Following up the Confederate retreat from Yorktown, the Union division of Brig. Gen. Joseph Hooker encountered the Confederate rearguard near Williamsburg. Hooker assaulted Fort Magruder, an earthen fortification alongside the Williamsburg Road, but was repulsed. Confederate counterattacks, directed by Maj. Gen. James Longstreet, threatened to overwhelm the Union left flank, until Brig. Gen. Philip Kearny's division arrived to stabilize the Federal position. Brig. Gen. Winfield S. Hancock's brigade then moved to threaten the Confederate left flank, occupying two abandoned redoubts. The Confederates counterattacked unsuccessfully. Hancock's localized success was not exploited. The Confederate army continued its withdrawal during the night in the direction of Richmond, Virginia.

Background
When Confederate General Joseph E. Johnston unexpectedly withdrew his forces from the Warwick Line at the Siege of Yorktown the night of May 3, Union Maj. Gen. George B. McClellan was taken by surprise and was unprepared to mount an immediate pursuit. On May 4, he ordered cavalry commander Brig. Gen. George Stoneman to pursue Johnston’s rearguard and sent approximately half of his Army of the Potomac along behind Stoneman, under the command of Brig. Gen. Edwin V. Sumner. He also ordered Brig. Gen. William B. Franklin's division to board transport ships on the York River in an attempt to move upstream and land so as to cut off Johnston's retreat. However, it took two days just to board the men and equipment onto the ships, so the maneuver had no effect on the battle of May 5; Franklin's division landed and fought in the Battle of Eltham's Landing on May 7.

By May 5, Johnston's army was making slow progress on muddy roads and Stoneman's cavalry was skirmishing with Brig. Gen. J.E.B. Stuart's cavalry, Johnston's rearguard.
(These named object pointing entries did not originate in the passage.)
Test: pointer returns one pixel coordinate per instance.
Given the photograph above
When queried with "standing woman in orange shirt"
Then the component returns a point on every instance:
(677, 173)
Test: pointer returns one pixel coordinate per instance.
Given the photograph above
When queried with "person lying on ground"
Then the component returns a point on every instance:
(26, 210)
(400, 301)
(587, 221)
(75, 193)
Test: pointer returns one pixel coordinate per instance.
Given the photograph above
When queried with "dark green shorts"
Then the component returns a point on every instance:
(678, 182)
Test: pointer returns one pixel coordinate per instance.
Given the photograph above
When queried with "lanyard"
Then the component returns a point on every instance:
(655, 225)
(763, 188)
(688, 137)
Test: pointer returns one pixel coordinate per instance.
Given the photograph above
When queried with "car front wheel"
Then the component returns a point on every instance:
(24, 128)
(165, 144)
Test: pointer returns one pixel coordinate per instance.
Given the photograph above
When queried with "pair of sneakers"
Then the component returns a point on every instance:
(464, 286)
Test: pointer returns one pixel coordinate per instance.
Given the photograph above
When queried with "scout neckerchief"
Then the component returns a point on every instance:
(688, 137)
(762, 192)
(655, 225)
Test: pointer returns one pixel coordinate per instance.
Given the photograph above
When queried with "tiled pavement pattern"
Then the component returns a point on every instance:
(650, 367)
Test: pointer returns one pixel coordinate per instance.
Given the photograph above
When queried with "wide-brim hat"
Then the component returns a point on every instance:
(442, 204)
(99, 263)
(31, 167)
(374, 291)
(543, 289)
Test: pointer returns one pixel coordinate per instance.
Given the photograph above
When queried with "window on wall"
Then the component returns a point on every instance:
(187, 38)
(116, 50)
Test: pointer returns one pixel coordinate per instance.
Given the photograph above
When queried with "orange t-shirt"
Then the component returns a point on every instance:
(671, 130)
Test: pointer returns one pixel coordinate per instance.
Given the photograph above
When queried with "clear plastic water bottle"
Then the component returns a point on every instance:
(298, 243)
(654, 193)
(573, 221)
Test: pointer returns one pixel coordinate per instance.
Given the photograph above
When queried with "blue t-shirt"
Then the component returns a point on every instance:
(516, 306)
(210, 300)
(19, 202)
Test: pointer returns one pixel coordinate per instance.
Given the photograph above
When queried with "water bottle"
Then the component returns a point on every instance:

To give time for the bulk of his army to get free, Johnston detached part of his force to make a stand at a large earthen fortification, Fort Magruder, straddling the Williamsburg Road (from Yorktown), constructed earlier by Brig. Gen. John B. Magruder.

Opposing forces

Union

Confederate

Battle

Brig. Gen. Joseph Hooker's 2nd division of the III Corps was the lead infantry in the Union Army advance. It assaulted Fort Magruder and a line of rifle pits and smaller fortifications that extended in an arc south-west from the fort, but was repulsed. Confederate counterattacks, directed by Maj. Gen. James Longstreet, threatened to overwhelm Hooker's division, which had contested the ground alone since the early morning while waiting for the main body of the army to arrive. Hooker had expected Brig. Gen. William F. "Baldy" Smith's 2nd Division of the IV Corps, marching north on the Yorktown Road, to hear the sound of battle and come in on Hooker's right in support. However, Smith had been halted by Sumner more than a mile away from Hooker's position. He had been concerned that the Confederates would leave their fortifications and attack him on the Yorktown Road.
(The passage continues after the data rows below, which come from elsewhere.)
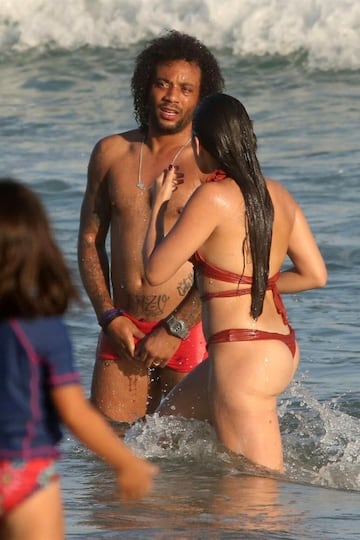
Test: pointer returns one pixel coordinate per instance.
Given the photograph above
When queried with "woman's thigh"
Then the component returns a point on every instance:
(190, 397)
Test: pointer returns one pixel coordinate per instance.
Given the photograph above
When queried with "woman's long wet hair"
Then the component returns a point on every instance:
(225, 130)
(34, 278)
(172, 46)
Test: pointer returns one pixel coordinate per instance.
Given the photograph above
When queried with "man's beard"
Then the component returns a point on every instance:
(172, 129)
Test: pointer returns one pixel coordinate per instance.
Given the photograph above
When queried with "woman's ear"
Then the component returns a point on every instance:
(196, 145)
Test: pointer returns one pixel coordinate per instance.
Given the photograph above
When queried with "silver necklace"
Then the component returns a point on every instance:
(140, 184)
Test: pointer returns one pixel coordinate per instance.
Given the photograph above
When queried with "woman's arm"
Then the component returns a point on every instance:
(309, 270)
(164, 255)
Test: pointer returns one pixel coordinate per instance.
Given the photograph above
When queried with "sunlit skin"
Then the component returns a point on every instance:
(120, 389)
(237, 388)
Longstreet's men did leave their fortifications, but they attacked Hooker, not Smith or Sumner. The brigade of Brig. Gen. Cadmus M. Wilcox applied strong pressure to Hooker's line. Regimental bands playing Yankee Doodle slowed the retreating troops as they passed by, allowing them to rally long enough to be aided by the arrival of Brig. Gen. Philip Kearny's 3rd Division of the III Corps at about 2:30 p.m. Kearny ostentatiously rode his horse out in front of his picket lines to reconnoiter and urged his men forward by flashing his saber with his only arm. The Confederates were pushed off the Lee's Mill Road and back into the woods and the abatis of their defensive positions. There, sharp firefights occurred until late in the afternoon.
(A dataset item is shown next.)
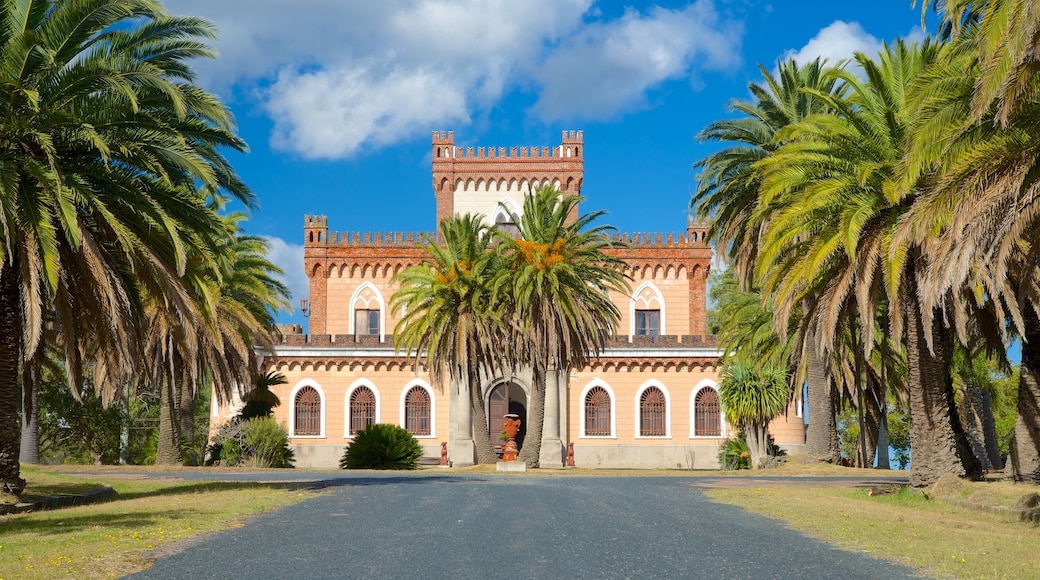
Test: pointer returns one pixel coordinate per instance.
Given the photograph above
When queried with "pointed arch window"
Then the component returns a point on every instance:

While Hooker continued to confront the Confederate forces in front of Fort Magruder, Brig. Gen. Winfield S. Hancock's 1st Brigade of Baldy Smith's division, which had marched a few miles to the Federal right and crossed Cub's Creek at the point where it was dammed to form the Jones' Mill pond, began bombarding Longstreet's left flank around noon. Maj. Gen. D. H. Hill, commanding Longstreet's reserve force, had previously detached a brigade under Brig. Gen. Jubal Early and posted them on the grounds of the College of William and Mary. Hearing the sounds of Union artillery, Early and Hill hurried in that direction. Splitting his command, Early led two of his four regiments (the 24th and 38th Virginia Infantry) through the woods without performing adequate reconnaissance and found that they emerged not on the enemy's flank, but directly in front of Hancock's guns, which occupied two abandoned redoubts. He personally led the 24th Virginia Infantry on a futile assault and was wounded by a bullet through the shoulder.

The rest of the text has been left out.